Green Li-ion is not alone, with battery-recycling startups emerging all around the world, Insider previously reported, with rivals including Nevada-based Redwood Materials and Canada’s Li-Cycle.
Farrant said he believes Green Li-ion’s technology can set it aside from the competition.
Farrant said Green Li-ion’s technology allows its clients to recover the most valuable part of the battery — the cathode. It also lessens its clients’ reliance on manual labor to sort battery parts in the process. The result, Farrant said, makes it more worthwhile for recycling plants to recycle batteries.
The firm raised $11.55 million in late April. The Series A round was led by energy-tech venture capital outfit Energy Revolution Ventures. Other clean tech co-investors include the corporate venture capital arm of world’s fourth-largest renewable energy producer EDP (EDP Ventures), TRIREC, SOSV, Entrepreneur First, MB Energy Partners, Ilshin Holdings, Envisioning Partners, and GS Holdings.
The sum Green Li-ion raised will go into upgrading its recycling technology, Farrant said. It will also be used to help construct and run operations at its first modular processing plants.

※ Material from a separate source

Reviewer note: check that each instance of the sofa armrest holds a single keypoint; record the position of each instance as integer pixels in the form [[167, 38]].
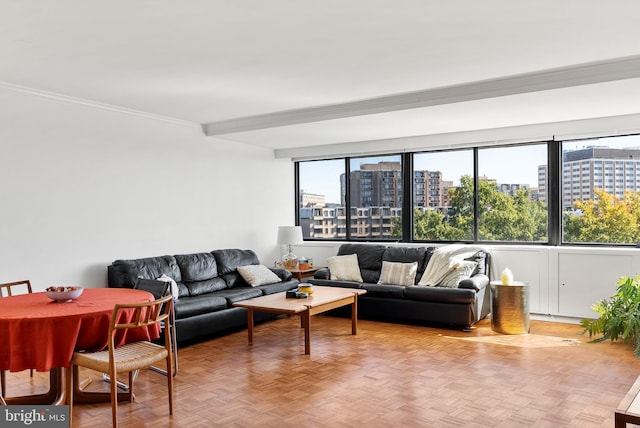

The startup currently has a pilot system in Singapore and is completing a recycling system in Houston, Texas for LiNiCo Corp, a battery recycling firm, in Nevada, he said.
Funds will also be used to expand the company to Europe, and other markets like Malaysia, Australia, and India, said Farrant.
“We need to find a way to recover the materials out of the spent batteries, otherwise we’re just going to run out of raw materials to manufacture rechargeable batteries. That is Green Li-ion’s biggest existential risk,” said Farrant.